To evaluate the related series of the given sequence $2, 1, \frac{1}{2}, \frac{1}{4}, \frac{1}{8}$, we need to find the sum of all these terms.

Let's go through the calculation step-by-step:

1. Write the sequence in terms of fractions with a common denominator, or evaluate the sum directly as they appear.

2. The sequence terms are: $2 = \frac{16}{8}, \quad 1 = \frac{8}{8}, \quad \frac{1}{2} = \frac{4}{8}, \quad \frac{1}{4} = \frac{2}{8}, \quad \frac{1}{8}$

3. Adding these values: $\frac{16}{8} + \frac{8}{8} + \frac{4}{8} + \frac{2}{8} + \frac{1}{8} = \frac{16 + 8 + 4 + 2 + 1}{8} = \frac{31}{8}$

Thus, the correct answer is: $\frac{31}{8}$

The answer that corresponds to this value in the options is $\boxed{\frac{31}{8}}$.

Would you like a deeper explanation of any part of the process?

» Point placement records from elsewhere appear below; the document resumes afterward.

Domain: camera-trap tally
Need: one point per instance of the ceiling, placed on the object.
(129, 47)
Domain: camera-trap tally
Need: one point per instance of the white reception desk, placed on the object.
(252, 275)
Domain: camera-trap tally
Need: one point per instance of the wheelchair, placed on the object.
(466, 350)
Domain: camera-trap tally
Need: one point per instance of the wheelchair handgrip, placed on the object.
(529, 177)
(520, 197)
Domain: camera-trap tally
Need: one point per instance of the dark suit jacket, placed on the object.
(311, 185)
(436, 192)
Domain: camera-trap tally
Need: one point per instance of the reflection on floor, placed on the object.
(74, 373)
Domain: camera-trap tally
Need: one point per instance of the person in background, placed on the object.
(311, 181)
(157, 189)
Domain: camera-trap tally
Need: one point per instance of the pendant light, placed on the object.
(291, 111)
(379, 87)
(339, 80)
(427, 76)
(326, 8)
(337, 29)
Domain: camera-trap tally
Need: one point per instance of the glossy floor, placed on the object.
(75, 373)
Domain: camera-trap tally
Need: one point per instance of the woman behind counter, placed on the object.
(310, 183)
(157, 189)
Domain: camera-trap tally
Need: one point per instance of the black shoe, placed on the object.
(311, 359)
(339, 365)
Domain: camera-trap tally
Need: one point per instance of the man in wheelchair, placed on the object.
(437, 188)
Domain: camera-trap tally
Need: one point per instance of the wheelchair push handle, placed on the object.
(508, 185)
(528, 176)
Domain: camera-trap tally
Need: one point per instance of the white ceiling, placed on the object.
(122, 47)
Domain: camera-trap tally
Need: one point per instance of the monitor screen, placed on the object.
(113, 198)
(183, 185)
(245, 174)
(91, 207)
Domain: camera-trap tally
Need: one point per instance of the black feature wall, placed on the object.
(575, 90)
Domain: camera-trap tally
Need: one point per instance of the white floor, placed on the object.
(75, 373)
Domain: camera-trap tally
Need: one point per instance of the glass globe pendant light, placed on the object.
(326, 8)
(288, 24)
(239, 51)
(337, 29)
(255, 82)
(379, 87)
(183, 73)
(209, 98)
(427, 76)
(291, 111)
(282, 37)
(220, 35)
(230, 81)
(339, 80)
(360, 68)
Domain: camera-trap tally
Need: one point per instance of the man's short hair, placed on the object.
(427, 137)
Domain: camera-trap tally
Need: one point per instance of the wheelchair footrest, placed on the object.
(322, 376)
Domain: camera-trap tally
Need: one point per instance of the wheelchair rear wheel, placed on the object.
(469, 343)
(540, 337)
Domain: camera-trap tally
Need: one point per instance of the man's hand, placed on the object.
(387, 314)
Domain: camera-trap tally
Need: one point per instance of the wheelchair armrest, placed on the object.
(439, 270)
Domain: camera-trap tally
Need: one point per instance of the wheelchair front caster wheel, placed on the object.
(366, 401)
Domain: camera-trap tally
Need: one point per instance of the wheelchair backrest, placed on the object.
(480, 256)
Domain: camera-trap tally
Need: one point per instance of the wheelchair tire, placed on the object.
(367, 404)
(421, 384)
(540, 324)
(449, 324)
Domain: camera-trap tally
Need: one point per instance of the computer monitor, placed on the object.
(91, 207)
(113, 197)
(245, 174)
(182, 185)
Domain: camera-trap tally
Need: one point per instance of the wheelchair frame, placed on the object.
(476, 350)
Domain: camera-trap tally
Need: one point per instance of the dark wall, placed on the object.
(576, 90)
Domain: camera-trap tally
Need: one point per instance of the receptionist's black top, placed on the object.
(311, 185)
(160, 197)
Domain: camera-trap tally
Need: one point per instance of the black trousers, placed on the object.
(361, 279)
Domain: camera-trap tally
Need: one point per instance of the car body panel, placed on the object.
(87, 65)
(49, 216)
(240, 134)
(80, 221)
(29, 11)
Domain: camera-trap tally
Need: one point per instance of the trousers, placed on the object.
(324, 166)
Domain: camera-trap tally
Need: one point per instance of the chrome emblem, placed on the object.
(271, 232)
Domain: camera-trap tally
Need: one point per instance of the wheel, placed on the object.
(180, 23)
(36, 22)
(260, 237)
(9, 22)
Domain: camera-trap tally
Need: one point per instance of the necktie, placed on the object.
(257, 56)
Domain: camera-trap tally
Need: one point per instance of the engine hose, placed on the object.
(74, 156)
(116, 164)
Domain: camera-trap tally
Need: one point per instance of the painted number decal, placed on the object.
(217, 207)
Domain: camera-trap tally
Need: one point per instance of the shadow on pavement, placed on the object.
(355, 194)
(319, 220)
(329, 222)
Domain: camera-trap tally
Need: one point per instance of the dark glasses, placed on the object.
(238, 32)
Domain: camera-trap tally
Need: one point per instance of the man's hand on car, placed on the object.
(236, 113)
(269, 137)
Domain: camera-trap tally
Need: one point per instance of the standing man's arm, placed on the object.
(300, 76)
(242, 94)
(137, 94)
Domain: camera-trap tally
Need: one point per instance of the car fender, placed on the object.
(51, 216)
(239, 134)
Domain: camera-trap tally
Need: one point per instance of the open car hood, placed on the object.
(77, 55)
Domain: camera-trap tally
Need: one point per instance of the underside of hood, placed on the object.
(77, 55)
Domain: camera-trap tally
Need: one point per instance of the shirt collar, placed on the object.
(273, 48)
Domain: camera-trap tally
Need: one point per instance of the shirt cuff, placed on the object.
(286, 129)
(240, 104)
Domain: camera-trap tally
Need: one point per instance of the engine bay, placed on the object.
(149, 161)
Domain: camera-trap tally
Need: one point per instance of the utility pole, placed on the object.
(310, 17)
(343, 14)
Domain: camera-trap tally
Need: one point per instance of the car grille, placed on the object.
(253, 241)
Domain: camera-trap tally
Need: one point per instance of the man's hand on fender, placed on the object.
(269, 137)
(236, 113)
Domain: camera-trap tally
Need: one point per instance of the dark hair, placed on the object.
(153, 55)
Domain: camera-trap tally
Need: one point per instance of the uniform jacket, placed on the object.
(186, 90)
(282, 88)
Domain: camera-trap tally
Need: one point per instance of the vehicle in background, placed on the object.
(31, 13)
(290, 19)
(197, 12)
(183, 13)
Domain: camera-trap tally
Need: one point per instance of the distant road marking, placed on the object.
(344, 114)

Here are some related questions you might find helpful:

1. How do you find a common denominator when adding fractions?
2. What methods can be used to verify the sum of a series?
3. How can you convert mixed numbers to improper fractions for series calculations?
4. What are some strategies to simplify complex fractions quickly?
5. How does this series relate to a geometric sequence?

Tip: When adding fractions, converting all terms to a common denominator simplifies the process and helps ensure accuracy.